In the state of Utah, a temporary order can be issued with respect to many family law issues, including child support, alimony and parenting time, and it must be followed by all parties involved. This temporary order is usually used until a finalized decision by the judge can be made.
In general, one party files a motion for a temporary order with the petition for divorce. If parentage of the child has not been established when the petition for divorce was filed, the motion for a temporary order must be filed with a petition to establish parentage. Once the child’s parentage decree has been filed, the temporary order may be modified to include child support and establish a temporary parenting schedule so that both parties may continue to have a relationship with their child.
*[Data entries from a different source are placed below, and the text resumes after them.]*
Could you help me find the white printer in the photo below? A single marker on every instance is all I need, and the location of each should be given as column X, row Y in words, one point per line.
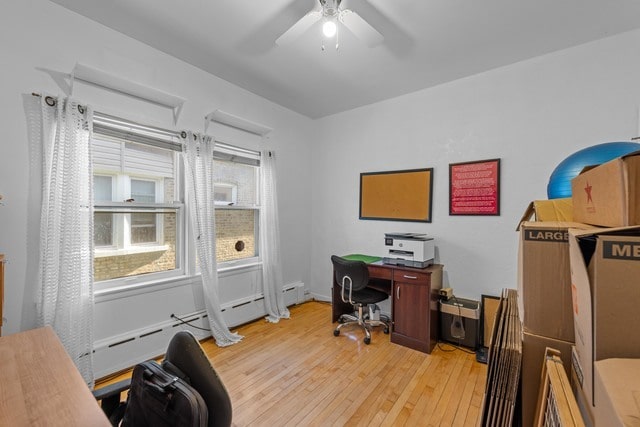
column 408, row 249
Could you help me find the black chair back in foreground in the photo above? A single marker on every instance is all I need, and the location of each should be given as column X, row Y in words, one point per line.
column 353, row 278
column 185, row 359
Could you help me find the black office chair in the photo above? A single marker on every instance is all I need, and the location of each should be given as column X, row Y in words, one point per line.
column 353, row 277
column 186, row 359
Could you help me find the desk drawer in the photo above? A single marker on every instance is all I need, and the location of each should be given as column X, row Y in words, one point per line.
column 410, row 276
column 379, row 272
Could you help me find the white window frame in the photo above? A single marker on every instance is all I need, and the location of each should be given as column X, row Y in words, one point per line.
column 121, row 239
column 256, row 208
column 234, row 194
column 112, row 127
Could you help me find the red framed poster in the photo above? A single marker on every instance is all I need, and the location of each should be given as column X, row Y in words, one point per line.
column 474, row 188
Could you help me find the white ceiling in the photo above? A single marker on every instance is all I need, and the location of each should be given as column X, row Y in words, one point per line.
column 427, row 42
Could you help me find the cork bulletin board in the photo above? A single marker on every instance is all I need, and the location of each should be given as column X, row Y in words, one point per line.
column 403, row 195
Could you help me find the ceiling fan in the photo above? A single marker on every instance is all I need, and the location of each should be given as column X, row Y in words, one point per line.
column 332, row 14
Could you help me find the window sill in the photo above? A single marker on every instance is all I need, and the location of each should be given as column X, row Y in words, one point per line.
column 231, row 266
column 132, row 250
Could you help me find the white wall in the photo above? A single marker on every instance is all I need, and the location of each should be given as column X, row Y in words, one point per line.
column 531, row 115
column 40, row 41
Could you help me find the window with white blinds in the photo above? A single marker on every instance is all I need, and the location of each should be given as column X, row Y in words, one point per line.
column 139, row 212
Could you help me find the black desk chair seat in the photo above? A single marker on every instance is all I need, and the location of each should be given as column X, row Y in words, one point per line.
column 186, row 359
column 353, row 277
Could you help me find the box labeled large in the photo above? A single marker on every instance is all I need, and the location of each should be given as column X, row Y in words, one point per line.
column 605, row 281
column 544, row 279
column 533, row 356
column 460, row 322
column 608, row 194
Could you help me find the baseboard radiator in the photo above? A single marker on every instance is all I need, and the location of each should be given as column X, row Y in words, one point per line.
column 123, row 351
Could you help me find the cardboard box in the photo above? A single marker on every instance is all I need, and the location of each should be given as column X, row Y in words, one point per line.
column 617, row 388
column 586, row 410
column 533, row 351
column 544, row 279
column 605, row 277
column 608, row 195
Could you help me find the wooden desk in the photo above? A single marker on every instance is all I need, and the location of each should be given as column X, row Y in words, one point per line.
column 414, row 302
column 40, row 385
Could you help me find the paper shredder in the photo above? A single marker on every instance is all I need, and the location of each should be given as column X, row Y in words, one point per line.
column 460, row 322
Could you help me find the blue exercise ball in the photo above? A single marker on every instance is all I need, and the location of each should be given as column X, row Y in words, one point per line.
column 560, row 179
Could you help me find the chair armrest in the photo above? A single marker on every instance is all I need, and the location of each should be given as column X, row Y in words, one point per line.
column 112, row 389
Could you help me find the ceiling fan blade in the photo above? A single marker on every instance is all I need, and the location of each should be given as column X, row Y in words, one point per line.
column 361, row 28
column 299, row 28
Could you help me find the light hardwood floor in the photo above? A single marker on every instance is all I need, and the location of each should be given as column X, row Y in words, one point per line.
column 296, row 373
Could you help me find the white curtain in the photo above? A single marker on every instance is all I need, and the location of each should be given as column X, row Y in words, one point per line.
column 198, row 161
column 272, row 281
column 65, row 289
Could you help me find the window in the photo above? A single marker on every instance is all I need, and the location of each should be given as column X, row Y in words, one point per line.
column 138, row 212
column 236, row 177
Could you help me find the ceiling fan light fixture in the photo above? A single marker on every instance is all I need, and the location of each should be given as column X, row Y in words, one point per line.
column 329, row 28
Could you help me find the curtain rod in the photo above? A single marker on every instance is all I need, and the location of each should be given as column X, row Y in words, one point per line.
column 117, row 120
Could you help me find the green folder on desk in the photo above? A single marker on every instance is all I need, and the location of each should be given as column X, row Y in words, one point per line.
column 368, row 259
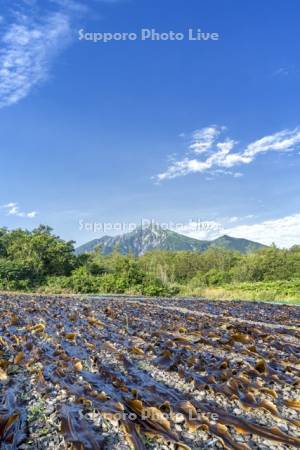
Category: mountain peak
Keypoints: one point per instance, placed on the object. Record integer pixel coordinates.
(154, 237)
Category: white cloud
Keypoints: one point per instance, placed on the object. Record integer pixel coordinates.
(213, 154)
(13, 209)
(204, 139)
(28, 46)
(284, 232)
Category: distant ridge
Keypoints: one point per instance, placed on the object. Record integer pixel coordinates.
(153, 237)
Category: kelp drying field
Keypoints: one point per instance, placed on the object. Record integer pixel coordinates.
(123, 373)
There are several other steps that must be finished before a motion for a temporary order can be finalized. For example, if the temporary order includes children, the parent must take a divorce orientation course before the temporary order may be issued. Additionally, the motion for the temporary order must include specific reasons on why the court should grant the request. A parenting plan, which determines how decisions regarding the child’s welfare will be handled, must also be included with the motion.
When a Utah parent is going through the divorce, the process can seem especially daunting due to the number of steps and documents required in order to seek a temporary order. Because each case is unique, parents should seek divorce advice. A family law attorney may assist a parent involved in a custody dispute by negotiating a visitation plan that is in the best interests of the child.